1) Clone production to your test machine environment and upgrade to the
farthest forward RDBMS version you can access, all patched up.
2) Have your staff walk through their usual defined essential services
interactive forms and queries to be certain the interactive part of the
application works to their satisfaction (including training on new or changed
functionality).
3) Perform your daily, weekly, quarterly, and annual batch regression tests
on the clone.
4) When that all works, schedule doing the migration for your real
production.
IF you reach a point where you cannot do 2 and 3 and no patches to resolve any
problems seem to be forthcoming from the application vendor or the RDBMS
vendor, only then consider moving to a point short of the latest.
Good luck.
mwf
PS: Make sure that email, ach, e-transaction, and printer instructions for
action (like build to order manufacturing instructions) all reach destinations
that are understood to be test information rather than real. Otherwise hilarity
ensues when you trigger the supply chain to order materials to build 100
aircraft carriers.
From: oracle-l-bounce@xxxxxxxxxxxxx [mailto:oracle-l-bounce@xxxxxxxxxxxxx] On ;
Behalf Of Michael Kline
Sent: Friday, January 08, 2021 9:29 AM
To: 'ORACLE-L'
Subject: Upgrading with no patches in the "base"?
Hearing that an application is going to be upgraded from 12.1 to 12.2.

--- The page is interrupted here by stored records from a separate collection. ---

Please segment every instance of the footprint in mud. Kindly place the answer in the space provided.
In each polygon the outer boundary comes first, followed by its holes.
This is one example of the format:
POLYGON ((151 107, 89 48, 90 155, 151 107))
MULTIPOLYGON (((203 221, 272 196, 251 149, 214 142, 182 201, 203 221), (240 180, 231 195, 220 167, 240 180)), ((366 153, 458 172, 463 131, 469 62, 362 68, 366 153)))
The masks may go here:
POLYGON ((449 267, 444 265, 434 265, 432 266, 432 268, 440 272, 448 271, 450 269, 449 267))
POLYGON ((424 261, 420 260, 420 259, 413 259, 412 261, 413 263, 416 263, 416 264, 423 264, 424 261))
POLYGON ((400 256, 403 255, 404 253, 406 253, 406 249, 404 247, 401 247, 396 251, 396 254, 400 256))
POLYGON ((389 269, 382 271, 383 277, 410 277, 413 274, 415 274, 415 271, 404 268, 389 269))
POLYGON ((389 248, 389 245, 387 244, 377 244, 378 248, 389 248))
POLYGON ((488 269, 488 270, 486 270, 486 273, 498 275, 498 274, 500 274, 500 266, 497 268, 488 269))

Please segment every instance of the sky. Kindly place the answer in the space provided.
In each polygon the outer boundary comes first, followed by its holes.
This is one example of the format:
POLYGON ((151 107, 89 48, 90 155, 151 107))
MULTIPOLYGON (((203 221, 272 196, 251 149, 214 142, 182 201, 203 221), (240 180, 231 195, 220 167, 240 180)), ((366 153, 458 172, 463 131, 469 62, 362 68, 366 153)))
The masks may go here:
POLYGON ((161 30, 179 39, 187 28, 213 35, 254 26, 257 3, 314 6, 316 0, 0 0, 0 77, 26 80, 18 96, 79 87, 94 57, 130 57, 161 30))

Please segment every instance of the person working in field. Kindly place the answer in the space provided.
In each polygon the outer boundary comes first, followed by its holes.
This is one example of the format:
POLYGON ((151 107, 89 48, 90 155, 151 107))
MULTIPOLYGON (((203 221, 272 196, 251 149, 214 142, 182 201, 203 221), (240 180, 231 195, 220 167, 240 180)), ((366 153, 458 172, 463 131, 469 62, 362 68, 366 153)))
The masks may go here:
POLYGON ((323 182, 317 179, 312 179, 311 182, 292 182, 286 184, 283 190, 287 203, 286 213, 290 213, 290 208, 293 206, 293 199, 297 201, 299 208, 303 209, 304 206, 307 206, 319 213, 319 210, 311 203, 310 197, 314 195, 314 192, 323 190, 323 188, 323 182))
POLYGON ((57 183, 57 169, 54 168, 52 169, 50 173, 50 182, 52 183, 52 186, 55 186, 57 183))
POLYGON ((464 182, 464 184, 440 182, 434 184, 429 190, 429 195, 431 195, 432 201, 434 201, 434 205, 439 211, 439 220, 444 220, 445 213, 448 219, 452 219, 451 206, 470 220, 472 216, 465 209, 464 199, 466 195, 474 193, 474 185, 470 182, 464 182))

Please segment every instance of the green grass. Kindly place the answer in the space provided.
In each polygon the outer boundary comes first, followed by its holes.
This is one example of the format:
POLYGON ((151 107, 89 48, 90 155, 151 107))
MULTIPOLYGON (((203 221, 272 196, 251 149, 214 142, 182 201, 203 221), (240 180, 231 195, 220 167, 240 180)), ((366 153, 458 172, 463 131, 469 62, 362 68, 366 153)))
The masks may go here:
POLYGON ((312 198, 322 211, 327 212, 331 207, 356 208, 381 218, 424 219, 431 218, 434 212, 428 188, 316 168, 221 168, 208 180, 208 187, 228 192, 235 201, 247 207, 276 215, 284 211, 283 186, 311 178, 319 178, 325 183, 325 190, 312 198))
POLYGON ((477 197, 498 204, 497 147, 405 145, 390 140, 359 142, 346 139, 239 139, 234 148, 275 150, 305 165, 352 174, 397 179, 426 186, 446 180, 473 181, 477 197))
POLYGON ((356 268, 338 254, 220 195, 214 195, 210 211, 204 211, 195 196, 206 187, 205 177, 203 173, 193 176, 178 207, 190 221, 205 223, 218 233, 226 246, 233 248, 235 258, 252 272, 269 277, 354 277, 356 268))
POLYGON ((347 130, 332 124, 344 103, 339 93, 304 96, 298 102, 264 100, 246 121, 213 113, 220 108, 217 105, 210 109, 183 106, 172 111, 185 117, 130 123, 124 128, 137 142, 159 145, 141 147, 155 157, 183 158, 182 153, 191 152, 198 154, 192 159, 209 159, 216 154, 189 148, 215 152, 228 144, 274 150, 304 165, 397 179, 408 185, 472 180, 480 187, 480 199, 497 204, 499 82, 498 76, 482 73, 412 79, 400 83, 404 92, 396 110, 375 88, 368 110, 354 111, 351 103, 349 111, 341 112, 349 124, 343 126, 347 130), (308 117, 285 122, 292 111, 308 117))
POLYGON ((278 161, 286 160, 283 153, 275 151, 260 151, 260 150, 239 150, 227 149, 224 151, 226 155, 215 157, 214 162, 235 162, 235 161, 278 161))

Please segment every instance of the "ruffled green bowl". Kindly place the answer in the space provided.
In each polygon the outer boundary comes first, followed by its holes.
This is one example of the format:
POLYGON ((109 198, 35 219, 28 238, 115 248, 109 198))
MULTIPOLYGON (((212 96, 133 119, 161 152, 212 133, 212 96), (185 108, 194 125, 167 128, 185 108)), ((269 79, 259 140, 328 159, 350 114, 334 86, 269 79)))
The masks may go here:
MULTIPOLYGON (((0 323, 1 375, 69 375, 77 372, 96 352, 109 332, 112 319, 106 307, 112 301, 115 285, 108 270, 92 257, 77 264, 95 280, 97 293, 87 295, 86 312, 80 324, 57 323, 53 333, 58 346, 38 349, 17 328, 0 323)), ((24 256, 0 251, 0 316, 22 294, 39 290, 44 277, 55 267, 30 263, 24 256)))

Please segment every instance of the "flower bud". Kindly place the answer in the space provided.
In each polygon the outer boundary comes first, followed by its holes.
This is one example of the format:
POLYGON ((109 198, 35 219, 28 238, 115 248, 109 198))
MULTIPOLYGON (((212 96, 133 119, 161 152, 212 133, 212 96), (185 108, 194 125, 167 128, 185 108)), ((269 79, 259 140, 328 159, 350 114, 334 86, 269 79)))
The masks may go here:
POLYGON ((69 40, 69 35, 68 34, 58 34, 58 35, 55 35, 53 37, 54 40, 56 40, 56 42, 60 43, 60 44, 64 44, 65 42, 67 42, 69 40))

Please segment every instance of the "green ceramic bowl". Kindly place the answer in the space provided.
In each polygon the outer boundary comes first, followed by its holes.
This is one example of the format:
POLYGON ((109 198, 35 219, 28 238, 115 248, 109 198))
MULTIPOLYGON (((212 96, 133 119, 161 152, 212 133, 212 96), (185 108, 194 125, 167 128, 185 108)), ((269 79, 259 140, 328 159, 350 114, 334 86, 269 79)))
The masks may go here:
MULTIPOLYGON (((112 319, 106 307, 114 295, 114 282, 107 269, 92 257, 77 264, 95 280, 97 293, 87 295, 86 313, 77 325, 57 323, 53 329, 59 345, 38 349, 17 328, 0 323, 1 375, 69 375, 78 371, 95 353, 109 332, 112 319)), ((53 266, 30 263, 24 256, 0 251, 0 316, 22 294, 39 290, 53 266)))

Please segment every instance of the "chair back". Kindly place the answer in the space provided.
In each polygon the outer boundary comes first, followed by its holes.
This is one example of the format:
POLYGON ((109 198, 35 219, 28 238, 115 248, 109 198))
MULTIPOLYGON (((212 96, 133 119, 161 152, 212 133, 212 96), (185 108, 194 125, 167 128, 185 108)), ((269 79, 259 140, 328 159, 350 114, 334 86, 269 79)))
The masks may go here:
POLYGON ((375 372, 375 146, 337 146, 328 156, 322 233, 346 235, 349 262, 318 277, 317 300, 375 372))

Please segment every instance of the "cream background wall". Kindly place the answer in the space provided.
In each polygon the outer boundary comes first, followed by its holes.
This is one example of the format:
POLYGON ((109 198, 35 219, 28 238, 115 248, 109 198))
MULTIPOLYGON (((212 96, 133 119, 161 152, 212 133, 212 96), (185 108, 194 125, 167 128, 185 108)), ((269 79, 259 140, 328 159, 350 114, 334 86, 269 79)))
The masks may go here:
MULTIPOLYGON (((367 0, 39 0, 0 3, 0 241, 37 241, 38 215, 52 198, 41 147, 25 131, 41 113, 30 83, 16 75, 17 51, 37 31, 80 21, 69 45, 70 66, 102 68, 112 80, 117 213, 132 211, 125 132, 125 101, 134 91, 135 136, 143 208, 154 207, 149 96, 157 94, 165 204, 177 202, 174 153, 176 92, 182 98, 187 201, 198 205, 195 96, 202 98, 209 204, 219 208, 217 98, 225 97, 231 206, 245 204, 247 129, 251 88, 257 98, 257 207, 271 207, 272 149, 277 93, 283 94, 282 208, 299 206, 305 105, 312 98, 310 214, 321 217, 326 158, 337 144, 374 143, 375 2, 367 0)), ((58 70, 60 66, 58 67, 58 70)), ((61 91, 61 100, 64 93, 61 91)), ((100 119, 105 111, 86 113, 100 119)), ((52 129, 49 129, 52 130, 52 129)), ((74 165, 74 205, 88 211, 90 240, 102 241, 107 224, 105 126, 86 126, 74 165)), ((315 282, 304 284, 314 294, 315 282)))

Vendor is saying they will create a “blank, no patched” 12.2 $ORACLE_HOME, and
then upgrade the database.
They will test this for a while, and if everything is fine, THEN they will
apply the patch.
I’ve never heard of such a thing and have been working on Oracle databases
since 1983, version 4.0.
Is there logic in this? We try to keep all databases at N-1 on patching.